Die Rempah-Paste wird gebraten, bis sich das Öl absetzt — etwa zwanzig Minuten. Solange es nicht an den Rändern erscheint, bleiben die Gewürze roh, und die Brühe schmeckt mehlig.
Die Kokosmilch kommt am Ende hinein und kocht nie.
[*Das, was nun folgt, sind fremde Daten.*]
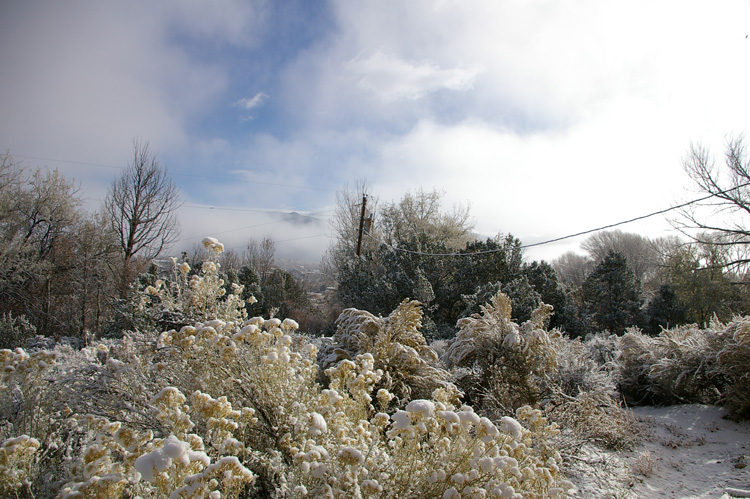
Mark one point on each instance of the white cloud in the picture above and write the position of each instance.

Gekocht trennt sie sich in Öl und Flocken, und die Brühe verliert ihre Cremigkeit.
Zubereitung
1
Die Garnelen schälen, die Schalen anbraten und in einem Liter Wasser zwanzig Minuten sieden, dann abseihen.
2
Die getrockneten Chilis und Trockengarnelen zwanzig Minuten in kochendem Wasser einweichen.
3
Chilis, Schalotten, Knoblauch, Zitronengras, Galgant, Kurkuma, Kemirinüsse und Belacan zu einer Paste mixen.
4
Die Paste in Öl zwanzig Minuten bei mittlerer Hitze braten, bis das Öl an den Rändern austritt.
5
Die Garnelenbrühe angießen, das Laksablatt zugeben und fünfzehn Minuten kochen.
6
Die Kokosmilch angießen, salzen und fünf Minuten erwärmen, ohne aufkochen zu lassen.
7
Die gekochten Nudeln in kurze Stücke schneiden, mit Garnelen und Sprossen auf Schüsseln verteilen und mit Brühe übergießen.
Was das Ergebnis entscheidet
Die Paste darf nicht unterfrittiert sein. Zwanzig Minuten fühlen sich lang an, aber in den letzten fünf entsteht der Geschmack, für den alles gemacht wird.
Das Laksablatt ist weder Minze noch Koriander, sondern eine eigene Pflanze mit stechendem Duft. Nichts ersetzt es, und ohne verliert die Laksa ihr Gesicht.
Die Brühe lässt sich vorbereiten und hält zwei Tage — die Kokosmilch kommt aber erst kurz vor dem Servieren hinein.